Heroes of the Zeroes is Nick Rogers’ daily, alphabetical look back at the 365 best films of 2000 to 2009.
Only time and box-office receipts will tell whether 2009’s Observe and Report gunned down Seth Rogen’s commercial viability. Regardless, Jody Hill’s comic twist on Taxi Driver hardened Rogen’s onscreen heart and Hanna-Barbera face for his most unexpected performance.
Rogen is Ronnie, a mall security guard obsessed with apprehending a flasher.

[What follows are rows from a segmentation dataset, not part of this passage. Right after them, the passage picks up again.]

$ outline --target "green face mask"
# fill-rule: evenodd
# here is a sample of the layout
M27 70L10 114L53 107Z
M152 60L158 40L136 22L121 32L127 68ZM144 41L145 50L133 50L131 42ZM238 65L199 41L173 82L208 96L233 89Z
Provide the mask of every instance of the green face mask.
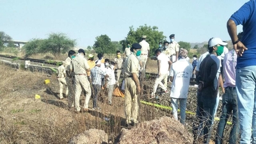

As Ronnie’s unstable psyche festers, he butts heads with a cop (Ray Liotta) and courts a cosmetics clerk (Anna Faris, playing puke-soaked vapidity to perfection even during a lightning-rod sex scene of questionable consent).
Hill mines major laughs from Ronnie and Jheri-curled partner Dennis (a brilliantly run-and-gun Michael Peña) asserting authority where they’ve been hired only to purport it. Hill also mercilessly digs at mall culture’s degenerative gluttony and the tolerance of awful behavior for commerce’s sake.
But whenever Ronnie springs to physical action, Hill and his movie go grim, showing bruising contusions and bones piercing flesh. Ronnie is something that Rogen simply has not been before: Damn scary.
What are his pills meant to correct? What are those people impaled upon in his investigatory chart? “No one laughs at me for trying to do, you know, my destiny. That’s not how this works,” Ronnie barks, consuming and vomiting bravado like a bulimic.
What distinguishes greatness is that some people aren’t bound for it. Gradually, Observe darkens into Ronnie’s quest to refute that at all costs. Fiendishly misanthropic, unnervingly funny and dangerously subversive, it feels like the cringe-comedy precursor to a newscast where peers assert Ronnie was a quiet man.